Rabada missed the defeat against CSK due to a back niggle, and his absence clearly affected the team's momentum. In fact, mentor Sourav Ganguly recently suggested that the Capitals's surge to the top has been made possible because of consistently picking the same team.
Ganguly's argument has evident merits. The top two teams in 2019, the Super Kings and the Capitals, have had players come good for them because they've been given a longish run in the first XI.
A team like the Royal Challengers Bangalore, on the other hand, has suffered because it has tinkered with its combinations almost every game.

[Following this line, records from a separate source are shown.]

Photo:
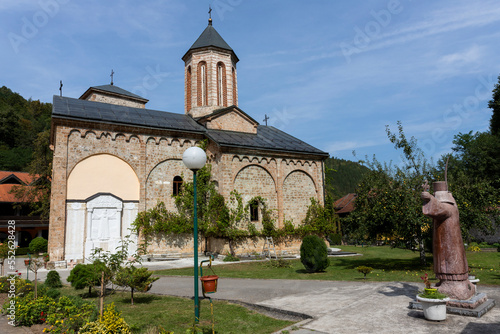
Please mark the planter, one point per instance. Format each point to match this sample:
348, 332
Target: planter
209, 283
434, 309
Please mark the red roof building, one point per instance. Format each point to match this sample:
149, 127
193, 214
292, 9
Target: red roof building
26, 227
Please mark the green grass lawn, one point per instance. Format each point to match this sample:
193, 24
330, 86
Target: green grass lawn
389, 264
177, 314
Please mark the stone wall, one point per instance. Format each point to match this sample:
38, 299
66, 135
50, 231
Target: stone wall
286, 181
183, 246
212, 58
231, 121
121, 101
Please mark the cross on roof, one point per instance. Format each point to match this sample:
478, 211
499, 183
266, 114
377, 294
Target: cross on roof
266, 118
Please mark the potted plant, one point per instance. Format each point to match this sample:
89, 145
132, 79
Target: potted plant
433, 302
46, 258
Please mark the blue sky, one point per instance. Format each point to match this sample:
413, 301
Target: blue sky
332, 73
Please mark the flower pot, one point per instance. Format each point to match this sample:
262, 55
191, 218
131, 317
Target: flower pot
434, 309
209, 283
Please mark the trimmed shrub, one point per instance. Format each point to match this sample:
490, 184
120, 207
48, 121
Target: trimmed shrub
71, 313
38, 245
31, 311
53, 279
314, 254
335, 239
111, 322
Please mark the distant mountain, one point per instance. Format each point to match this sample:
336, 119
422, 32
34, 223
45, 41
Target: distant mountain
21, 121
342, 176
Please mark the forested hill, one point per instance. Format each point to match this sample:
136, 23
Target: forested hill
342, 176
21, 121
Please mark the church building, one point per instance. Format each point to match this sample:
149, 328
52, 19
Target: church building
113, 157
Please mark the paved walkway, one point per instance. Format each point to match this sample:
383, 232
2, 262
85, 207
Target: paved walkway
334, 307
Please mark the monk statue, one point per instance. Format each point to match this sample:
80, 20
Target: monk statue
450, 262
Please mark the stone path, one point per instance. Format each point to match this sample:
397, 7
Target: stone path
334, 307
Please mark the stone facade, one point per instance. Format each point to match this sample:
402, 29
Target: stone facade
115, 100
88, 211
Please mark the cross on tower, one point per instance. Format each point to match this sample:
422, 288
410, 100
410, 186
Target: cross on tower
266, 118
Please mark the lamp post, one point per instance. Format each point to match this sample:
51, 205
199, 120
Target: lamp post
195, 158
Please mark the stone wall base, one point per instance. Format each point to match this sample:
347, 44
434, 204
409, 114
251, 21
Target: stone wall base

Similarly, the owners deserve credit for sticking with Ponting despite last season's debacle. Now, the improbable combination of Ponting and Ganguly, bitter rivals during their playing days, is steering the Capitals to an improbable shot at the final.
"Ricky is an out-and-out professional and always does his homework," says Jindal, adding that the pair has helped a young captain like Iyer flourish.
Iyer is quite a story himself. One of those rare geeky specimens seemingly capable of beating you at calculus as well as a game of cricket, Iyer hasn't enjoyed the kind of international career he would have liked.
His last game for India came more than a year ago, but the 24 year old has looked at ease leading a team that is made up of a number of more established players.
His batting has shone in parts, but it's his handling of bowlers and managing the field -- the smart dismissal of Russell against Chris Morris in Kolkata being a case in point -- that has been particularly, and unexpectedly, impressive.
Jindal, in fact, spent much of the off-season contemplating whether they should look for a new captain in the auction. But both Ponting and Ganguly backed Iyer, primarily on the evidence of what he had done as skipper of India A.
And final or no final, Iyer has taken the Capitals where no Delhi team has been since 2012.